About 17 billion Cortex microcontrollers go on sale every year, and Arm collects license fees for every single one of them.

Arm manager Chris Shore, who has been with the company for decades, sums it up: "32-bit processing power for under a dollar changed everything." That's because it was suddenly possible to throw everyday devices at the mass market with digital controllers that cost pennies.

The company's design is also behind Nvidia's highly complex graphics chips for artificial intelligence applications and can also be found in Apple's iPhone processors and Samsung's Galaxy phones.

Arm reserved over $700 million worth of shares in the IPO for purchase by its biggest customers, including Intel, Apple, Nvidia and Samsung. The Taiwanese chip giant TSMC has already confirmed that it will buy a tranche worth $100 million.

Arm's CEO, Rene Haas, is keen to see his company play a leading role in the field of AIImage: Bruno de Carvalho/ZUMA/picture alliance

Arm and AI

It will be interesting to see whether Arm can also profit from the growing market for deep learning and AI, as CEO Rene Haas has promised. That's because, unlike central processing units in conventional computing, the immense computing power in AI applications is driven by graphics chips, in which Nvidia currently has an advantage.

The licensing fees from which Arm makes the most money have continued to flow recently, with chip royalties rising to $1.68 billion in the last fiscal year, up from $1.56 billion the year before.

One area that investors are monitoring closely is Arm's exposure to China.
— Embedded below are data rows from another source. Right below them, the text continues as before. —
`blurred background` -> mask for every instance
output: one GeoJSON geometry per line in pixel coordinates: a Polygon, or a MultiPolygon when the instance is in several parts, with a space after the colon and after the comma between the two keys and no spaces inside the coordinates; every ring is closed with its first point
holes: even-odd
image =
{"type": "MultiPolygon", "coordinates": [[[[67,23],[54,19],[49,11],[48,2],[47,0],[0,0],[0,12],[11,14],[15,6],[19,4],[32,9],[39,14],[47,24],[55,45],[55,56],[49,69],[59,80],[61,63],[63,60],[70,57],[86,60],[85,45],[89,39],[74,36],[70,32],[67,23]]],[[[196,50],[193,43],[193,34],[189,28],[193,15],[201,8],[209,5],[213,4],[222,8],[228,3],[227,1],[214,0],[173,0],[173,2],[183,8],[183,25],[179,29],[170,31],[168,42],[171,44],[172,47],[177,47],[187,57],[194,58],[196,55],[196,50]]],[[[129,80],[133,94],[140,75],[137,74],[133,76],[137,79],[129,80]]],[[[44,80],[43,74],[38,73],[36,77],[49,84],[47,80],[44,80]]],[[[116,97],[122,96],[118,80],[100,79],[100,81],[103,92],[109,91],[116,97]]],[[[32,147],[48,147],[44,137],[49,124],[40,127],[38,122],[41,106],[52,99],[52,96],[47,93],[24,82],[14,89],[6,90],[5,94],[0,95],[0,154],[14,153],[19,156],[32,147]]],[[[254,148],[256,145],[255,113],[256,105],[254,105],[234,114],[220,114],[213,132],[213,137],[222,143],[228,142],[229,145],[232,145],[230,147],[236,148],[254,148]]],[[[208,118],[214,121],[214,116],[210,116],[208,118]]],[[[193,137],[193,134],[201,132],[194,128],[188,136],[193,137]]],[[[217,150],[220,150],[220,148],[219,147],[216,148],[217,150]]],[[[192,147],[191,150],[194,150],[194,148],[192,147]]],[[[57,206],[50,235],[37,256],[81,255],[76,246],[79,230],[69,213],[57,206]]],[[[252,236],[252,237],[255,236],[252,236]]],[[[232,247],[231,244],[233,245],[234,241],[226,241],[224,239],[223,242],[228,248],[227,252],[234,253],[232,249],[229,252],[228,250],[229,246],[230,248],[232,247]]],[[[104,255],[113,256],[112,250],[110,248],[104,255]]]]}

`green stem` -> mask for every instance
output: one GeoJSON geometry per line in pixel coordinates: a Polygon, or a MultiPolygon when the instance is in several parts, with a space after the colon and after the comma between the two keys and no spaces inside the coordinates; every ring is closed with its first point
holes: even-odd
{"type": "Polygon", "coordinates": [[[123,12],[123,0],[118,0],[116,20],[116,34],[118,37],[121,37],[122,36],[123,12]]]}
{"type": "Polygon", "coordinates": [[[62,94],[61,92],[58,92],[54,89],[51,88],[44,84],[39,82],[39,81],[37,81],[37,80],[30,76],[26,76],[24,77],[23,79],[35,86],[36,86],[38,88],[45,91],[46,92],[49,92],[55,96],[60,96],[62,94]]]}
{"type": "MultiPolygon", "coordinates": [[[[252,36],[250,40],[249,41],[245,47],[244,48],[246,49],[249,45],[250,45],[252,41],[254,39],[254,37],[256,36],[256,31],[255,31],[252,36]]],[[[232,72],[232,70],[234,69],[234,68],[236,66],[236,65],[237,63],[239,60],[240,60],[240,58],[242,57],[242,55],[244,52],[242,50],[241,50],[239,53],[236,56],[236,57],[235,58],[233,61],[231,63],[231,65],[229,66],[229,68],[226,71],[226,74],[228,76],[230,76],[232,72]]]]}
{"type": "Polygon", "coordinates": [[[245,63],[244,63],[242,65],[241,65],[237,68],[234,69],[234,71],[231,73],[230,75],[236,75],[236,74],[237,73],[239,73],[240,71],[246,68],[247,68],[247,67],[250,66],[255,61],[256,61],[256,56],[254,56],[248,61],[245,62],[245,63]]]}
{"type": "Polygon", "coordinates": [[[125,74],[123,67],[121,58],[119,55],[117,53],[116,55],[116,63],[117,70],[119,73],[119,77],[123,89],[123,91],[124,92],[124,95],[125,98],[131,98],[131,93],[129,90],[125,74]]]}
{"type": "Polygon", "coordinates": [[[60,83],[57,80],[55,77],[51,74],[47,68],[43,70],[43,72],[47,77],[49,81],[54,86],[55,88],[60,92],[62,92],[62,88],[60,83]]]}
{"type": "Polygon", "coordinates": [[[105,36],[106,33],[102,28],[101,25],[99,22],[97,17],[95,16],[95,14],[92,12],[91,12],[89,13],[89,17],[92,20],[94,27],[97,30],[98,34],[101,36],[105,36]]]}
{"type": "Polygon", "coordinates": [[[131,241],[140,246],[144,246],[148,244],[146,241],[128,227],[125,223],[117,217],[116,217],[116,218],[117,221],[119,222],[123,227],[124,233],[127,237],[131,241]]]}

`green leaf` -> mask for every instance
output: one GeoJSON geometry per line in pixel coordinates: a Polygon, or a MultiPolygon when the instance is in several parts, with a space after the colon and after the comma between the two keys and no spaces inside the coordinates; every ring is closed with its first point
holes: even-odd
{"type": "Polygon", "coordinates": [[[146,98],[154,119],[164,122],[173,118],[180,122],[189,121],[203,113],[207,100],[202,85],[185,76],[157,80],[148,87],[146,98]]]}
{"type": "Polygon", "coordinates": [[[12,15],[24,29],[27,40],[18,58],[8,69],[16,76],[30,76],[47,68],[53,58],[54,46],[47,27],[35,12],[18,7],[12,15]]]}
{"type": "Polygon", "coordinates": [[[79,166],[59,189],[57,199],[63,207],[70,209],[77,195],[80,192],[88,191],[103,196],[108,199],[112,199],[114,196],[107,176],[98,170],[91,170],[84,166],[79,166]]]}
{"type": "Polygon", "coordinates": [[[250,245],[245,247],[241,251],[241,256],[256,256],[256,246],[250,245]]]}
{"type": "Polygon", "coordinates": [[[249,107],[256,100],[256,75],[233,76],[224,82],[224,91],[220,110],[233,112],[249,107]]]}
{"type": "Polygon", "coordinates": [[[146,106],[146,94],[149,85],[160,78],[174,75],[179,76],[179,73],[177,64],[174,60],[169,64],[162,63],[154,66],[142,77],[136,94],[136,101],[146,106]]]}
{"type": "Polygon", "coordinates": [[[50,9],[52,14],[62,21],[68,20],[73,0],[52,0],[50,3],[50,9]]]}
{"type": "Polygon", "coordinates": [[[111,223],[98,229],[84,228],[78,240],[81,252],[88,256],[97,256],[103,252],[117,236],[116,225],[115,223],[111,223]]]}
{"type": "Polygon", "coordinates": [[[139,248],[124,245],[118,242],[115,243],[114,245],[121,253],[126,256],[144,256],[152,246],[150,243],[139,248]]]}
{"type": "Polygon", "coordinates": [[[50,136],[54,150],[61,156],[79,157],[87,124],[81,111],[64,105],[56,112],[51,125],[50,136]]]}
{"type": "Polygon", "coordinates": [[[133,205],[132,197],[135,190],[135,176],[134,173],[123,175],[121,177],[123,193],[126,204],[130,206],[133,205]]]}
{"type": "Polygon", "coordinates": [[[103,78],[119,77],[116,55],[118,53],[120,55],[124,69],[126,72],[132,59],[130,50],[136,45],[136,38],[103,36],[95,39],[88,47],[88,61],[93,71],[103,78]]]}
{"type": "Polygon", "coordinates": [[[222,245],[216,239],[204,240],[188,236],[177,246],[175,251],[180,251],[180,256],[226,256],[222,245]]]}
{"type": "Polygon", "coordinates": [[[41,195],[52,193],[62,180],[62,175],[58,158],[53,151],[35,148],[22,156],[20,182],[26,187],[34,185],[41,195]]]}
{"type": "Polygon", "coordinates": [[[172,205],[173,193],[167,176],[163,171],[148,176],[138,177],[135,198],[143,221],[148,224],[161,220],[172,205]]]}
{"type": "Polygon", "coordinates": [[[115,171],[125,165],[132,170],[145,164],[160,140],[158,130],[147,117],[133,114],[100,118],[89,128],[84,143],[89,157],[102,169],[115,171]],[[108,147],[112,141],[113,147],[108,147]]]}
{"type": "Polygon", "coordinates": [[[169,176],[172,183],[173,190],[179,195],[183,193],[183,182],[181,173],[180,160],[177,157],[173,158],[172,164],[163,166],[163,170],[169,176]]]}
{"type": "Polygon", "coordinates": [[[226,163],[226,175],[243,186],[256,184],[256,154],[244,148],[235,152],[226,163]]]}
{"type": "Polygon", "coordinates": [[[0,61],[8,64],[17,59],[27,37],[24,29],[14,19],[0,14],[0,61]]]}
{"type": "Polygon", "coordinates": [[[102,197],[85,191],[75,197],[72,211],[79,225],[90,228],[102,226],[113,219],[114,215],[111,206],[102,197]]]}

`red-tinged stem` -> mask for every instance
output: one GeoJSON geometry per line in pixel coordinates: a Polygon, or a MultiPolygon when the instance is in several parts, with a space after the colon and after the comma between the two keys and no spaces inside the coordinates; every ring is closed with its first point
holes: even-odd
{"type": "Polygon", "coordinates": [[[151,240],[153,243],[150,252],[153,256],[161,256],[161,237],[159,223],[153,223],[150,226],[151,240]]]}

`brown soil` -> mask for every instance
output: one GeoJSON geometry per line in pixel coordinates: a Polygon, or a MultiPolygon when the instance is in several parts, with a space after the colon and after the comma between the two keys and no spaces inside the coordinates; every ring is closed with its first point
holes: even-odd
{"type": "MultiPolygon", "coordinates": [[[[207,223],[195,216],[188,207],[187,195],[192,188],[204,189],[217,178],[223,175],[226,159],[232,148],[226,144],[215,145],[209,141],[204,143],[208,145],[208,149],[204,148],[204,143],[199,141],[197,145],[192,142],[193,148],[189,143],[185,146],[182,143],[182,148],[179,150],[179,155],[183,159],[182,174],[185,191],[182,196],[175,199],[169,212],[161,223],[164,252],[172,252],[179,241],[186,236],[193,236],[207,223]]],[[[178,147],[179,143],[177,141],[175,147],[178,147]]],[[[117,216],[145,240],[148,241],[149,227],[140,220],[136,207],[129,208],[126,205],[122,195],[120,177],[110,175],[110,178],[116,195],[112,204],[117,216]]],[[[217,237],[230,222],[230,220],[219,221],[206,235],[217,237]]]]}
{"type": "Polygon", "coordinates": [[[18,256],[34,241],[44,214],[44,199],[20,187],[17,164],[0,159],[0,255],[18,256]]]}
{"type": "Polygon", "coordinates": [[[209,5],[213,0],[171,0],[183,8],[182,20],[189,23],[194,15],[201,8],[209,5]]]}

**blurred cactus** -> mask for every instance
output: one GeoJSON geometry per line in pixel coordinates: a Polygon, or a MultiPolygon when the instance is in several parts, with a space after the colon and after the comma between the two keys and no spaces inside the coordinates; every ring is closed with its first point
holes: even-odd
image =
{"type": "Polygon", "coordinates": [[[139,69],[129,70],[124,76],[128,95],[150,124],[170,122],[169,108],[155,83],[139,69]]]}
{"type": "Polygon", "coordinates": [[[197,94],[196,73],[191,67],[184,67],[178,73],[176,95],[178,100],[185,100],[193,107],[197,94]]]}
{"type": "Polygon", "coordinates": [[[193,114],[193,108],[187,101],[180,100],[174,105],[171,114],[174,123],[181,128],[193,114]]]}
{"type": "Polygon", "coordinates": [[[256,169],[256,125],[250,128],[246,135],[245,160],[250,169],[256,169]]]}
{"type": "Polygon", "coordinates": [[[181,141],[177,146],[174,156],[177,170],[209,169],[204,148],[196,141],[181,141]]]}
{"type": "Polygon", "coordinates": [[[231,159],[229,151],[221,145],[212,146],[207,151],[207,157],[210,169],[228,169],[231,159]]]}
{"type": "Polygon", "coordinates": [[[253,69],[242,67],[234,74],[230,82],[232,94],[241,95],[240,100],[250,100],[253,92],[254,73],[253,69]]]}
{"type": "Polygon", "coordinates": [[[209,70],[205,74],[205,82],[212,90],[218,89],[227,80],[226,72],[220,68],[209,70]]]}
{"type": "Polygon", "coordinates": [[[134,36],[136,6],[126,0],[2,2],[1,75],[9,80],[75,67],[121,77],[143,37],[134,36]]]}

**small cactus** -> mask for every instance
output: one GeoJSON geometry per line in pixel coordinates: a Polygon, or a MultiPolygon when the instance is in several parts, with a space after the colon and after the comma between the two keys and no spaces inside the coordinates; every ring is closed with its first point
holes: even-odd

Geopolitical tensions with the United States and an expansion of US supply bans on Western high-performance chips could hurt Arm's business. China accounted for nearly a quarter of the company's $2.68 billion in sales volume for the fiscal year that ended in March.

Arm boasts that its technology reaches 70% of people globally through use in all sorts of everyday products and powers 99% of all smartphones worldwide. Arm has 1,000 partners and has provided the design for 100 billion chips sold. Each year, Arm customers ship an average of about 20 billion chips based on Arm technology.

"Nobody disputes that this is a quality company that has substantial sales, substantial profits," said Jay Ritter, a professor specializing in stock launches at the University of Florida. "The question is about future growth potential."